The county is bordered by the city of Dunhuang to the north, Qinghai to the south, Subei Mongol Autonomous County to the east, and Xinjiang to the west.

The Big Harteng River (大哈尔腾河) and the Little Harteng River (小哈尔腾河) both flow through the southern portion of the county. The Sugan Lake, which actually comprises the Big Sugan Lake (大苏干湖) and the Little Sugan Lake (小苏干湖) is located in the county.

=== Climate ===
The county experiences an average annual rainfall of 100 mm, an average annual temperature of 5.4 °C and an annual frost-free period of 90 days.
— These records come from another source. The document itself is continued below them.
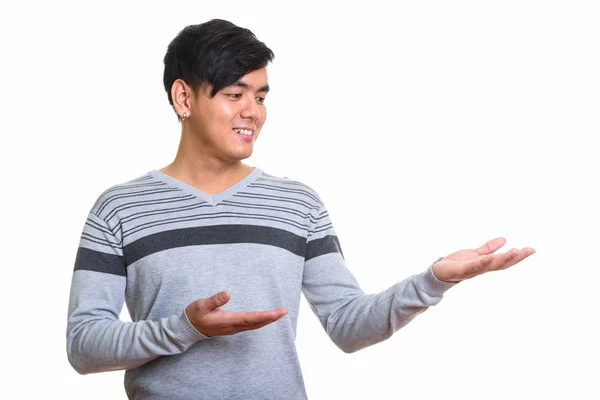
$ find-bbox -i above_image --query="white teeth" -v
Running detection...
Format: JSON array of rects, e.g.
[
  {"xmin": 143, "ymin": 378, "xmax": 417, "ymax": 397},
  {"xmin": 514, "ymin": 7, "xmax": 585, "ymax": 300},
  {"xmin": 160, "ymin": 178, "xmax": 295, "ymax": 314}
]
[{"xmin": 234, "ymin": 129, "xmax": 254, "ymax": 136}]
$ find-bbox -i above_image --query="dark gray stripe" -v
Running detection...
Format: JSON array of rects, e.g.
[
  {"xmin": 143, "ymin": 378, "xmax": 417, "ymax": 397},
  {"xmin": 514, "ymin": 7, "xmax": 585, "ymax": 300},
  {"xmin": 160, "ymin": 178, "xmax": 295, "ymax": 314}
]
[
  {"xmin": 304, "ymin": 235, "xmax": 344, "ymax": 261},
  {"xmin": 75, "ymin": 247, "xmax": 127, "ymax": 276},
  {"xmin": 123, "ymin": 225, "xmax": 306, "ymax": 266}
]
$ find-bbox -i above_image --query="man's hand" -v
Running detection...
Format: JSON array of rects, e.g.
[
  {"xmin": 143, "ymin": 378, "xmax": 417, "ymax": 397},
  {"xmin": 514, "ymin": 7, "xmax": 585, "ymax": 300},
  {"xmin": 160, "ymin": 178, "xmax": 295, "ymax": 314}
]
[
  {"xmin": 432, "ymin": 237, "xmax": 535, "ymax": 282},
  {"xmin": 185, "ymin": 291, "xmax": 287, "ymax": 336}
]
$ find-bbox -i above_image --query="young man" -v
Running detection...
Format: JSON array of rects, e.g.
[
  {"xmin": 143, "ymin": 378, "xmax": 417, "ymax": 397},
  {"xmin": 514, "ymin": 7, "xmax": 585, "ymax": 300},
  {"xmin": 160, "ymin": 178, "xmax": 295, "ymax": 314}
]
[{"xmin": 67, "ymin": 20, "xmax": 534, "ymax": 399}]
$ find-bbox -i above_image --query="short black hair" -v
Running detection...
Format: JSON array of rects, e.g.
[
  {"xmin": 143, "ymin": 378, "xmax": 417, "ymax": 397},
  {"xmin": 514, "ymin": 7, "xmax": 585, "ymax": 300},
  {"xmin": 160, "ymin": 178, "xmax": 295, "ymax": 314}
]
[{"xmin": 163, "ymin": 19, "xmax": 275, "ymax": 117}]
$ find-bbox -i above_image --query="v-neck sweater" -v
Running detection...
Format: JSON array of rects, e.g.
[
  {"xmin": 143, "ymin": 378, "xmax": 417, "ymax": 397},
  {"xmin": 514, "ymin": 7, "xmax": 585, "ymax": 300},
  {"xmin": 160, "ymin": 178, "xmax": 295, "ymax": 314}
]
[{"xmin": 67, "ymin": 168, "xmax": 454, "ymax": 399}]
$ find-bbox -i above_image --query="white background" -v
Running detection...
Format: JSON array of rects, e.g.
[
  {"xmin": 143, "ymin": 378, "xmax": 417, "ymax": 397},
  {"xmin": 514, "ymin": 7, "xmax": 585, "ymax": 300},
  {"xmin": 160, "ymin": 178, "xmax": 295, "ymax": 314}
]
[{"xmin": 0, "ymin": 0, "xmax": 600, "ymax": 399}]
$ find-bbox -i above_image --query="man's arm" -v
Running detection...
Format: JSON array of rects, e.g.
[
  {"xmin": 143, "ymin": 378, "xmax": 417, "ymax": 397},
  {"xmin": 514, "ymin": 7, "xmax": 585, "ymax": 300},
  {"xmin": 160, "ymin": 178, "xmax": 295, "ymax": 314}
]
[
  {"xmin": 67, "ymin": 214, "xmax": 287, "ymax": 374},
  {"xmin": 303, "ymin": 206, "xmax": 532, "ymax": 352},
  {"xmin": 67, "ymin": 214, "xmax": 206, "ymax": 374}
]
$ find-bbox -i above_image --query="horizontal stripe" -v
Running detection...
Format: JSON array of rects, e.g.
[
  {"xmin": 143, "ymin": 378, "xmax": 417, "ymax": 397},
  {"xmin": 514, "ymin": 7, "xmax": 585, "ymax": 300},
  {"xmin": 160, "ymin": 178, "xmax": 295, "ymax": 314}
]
[
  {"xmin": 248, "ymin": 183, "xmax": 319, "ymax": 202},
  {"xmin": 106, "ymin": 195, "xmax": 194, "ymax": 221},
  {"xmin": 123, "ymin": 225, "xmax": 306, "ymax": 266},
  {"xmin": 123, "ymin": 212, "xmax": 308, "ymax": 239},
  {"xmin": 304, "ymin": 235, "xmax": 344, "ymax": 261},
  {"xmin": 75, "ymin": 247, "xmax": 127, "ymax": 276}
]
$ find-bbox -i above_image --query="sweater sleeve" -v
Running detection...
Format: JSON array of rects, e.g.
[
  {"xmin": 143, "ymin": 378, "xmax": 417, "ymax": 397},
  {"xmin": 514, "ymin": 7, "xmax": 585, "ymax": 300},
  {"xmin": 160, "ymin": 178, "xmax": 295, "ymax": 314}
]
[
  {"xmin": 67, "ymin": 213, "xmax": 207, "ymax": 374},
  {"xmin": 302, "ymin": 206, "xmax": 455, "ymax": 353}
]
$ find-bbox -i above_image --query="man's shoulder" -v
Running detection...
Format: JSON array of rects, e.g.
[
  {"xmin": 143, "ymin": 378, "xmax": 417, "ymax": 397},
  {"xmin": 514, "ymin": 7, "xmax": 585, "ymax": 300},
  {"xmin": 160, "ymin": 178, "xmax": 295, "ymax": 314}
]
[
  {"xmin": 256, "ymin": 171, "xmax": 323, "ymax": 206},
  {"xmin": 91, "ymin": 171, "xmax": 166, "ymax": 215}
]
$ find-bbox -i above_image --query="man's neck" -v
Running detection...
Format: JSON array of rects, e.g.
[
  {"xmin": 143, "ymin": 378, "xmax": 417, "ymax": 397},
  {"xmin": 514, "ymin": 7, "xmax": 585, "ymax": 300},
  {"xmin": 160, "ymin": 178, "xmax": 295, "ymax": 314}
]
[{"xmin": 160, "ymin": 158, "xmax": 254, "ymax": 194}]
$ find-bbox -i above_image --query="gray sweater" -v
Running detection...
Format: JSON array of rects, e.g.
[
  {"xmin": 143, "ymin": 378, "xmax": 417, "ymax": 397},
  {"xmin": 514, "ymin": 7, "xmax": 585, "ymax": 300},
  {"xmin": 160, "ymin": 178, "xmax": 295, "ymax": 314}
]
[{"xmin": 67, "ymin": 168, "xmax": 453, "ymax": 400}]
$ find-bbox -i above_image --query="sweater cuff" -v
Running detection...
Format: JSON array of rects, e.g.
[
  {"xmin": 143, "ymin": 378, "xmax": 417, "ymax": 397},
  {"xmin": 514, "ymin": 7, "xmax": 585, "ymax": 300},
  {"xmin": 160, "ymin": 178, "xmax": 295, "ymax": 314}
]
[
  {"xmin": 171, "ymin": 311, "xmax": 210, "ymax": 348},
  {"xmin": 417, "ymin": 257, "xmax": 458, "ymax": 297}
]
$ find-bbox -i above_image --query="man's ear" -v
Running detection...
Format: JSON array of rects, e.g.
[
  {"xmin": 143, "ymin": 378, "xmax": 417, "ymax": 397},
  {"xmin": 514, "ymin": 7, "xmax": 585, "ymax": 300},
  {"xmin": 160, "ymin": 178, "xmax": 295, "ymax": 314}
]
[{"xmin": 171, "ymin": 79, "xmax": 194, "ymax": 118}]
== Administrative divisions ==
The county governs one town, three townships, and one other township-level division.

| Name | Simplified Chinese | Hanyu Pinyin | Kazakh (Arabic script)^{[citation needed]} | Kazakh (Cyrillic script)^{[citation needed]} | Administrative division code |
Town
| Hongliuwan [zh] | 红柳湾镇 | Hóngliǔwān Zhèn | جىڭعىلدى قويناۋ قالاشىعى | Жыңғылды қаласы | 620924100 |
Townships
| Akqi Township [zh] | 阿克旗乡 | Ākèqí Xiāng | اقشي اۋىلى | Ақши ауылы | 620924200 |
| Alteng Township [zh] | 阿勒腾乡 | Ālèténg Xiāng | التىن اۋىلى | Алтын ауылы | 620924203 |
| Aina Township [zh] | 阿伊纳乡 | Āyīnà Xiāng | اينا اۋىلى | Айна ауылы | 620924204 |
Other Township-level division
| Aksay County Industrial Park | 阿克塞县工业园区 | Ākèsāi Xiàn Gōngyè Yuánqū |  |  | 620924400 |

== Demographics ==
As of 2010, the county had a permanent population of 10,545, of which, 10,079 lived in Hongliuwan.
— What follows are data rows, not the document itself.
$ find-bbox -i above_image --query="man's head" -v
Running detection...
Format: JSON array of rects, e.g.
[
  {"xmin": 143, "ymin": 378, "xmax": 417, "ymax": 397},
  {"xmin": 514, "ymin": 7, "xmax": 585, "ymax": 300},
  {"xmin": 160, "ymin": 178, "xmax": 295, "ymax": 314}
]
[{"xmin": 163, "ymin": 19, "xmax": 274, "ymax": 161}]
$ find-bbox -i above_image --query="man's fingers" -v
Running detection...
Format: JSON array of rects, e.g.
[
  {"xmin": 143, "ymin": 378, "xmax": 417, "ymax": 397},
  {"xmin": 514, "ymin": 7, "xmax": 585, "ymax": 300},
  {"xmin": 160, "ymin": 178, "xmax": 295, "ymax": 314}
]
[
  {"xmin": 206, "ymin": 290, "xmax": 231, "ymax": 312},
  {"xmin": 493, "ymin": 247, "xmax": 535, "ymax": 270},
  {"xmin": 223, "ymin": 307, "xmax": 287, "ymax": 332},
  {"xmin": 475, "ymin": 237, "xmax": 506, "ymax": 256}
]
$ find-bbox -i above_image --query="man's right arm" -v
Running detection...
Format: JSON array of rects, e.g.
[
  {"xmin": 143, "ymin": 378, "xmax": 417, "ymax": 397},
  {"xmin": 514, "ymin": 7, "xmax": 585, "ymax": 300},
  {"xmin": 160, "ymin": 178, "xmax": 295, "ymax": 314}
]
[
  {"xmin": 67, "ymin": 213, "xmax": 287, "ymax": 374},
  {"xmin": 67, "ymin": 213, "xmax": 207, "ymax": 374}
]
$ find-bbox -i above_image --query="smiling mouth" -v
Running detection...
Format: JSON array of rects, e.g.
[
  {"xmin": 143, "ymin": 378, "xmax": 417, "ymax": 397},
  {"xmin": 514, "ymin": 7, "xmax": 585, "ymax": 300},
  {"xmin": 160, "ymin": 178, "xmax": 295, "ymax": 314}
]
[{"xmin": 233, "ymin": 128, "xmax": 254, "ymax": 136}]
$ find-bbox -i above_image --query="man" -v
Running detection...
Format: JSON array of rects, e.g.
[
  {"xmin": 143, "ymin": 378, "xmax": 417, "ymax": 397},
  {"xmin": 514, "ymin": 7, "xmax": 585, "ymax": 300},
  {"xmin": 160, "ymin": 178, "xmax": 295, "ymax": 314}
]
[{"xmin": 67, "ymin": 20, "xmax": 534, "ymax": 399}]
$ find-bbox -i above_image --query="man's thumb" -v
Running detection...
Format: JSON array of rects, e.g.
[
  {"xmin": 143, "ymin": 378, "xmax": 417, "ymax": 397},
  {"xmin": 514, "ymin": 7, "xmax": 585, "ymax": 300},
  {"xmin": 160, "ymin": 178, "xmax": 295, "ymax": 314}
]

The county is the only Kazakh autonomous county in the province of Gansu. As of 2005, 41.3% of the county's population were ethnic Kazakhs, up slightly from the 40.7% recorded in 1996. Other ethnic groups in the county include the Han, the Hui, the Uighur, the Tibetans and 6 other ethnic minorities.

== Transport ==
China National Highway 215 passes through the county, as does Gansu Provincial Highway 314.

Golmud–Dunhuang Railway also passes through the county.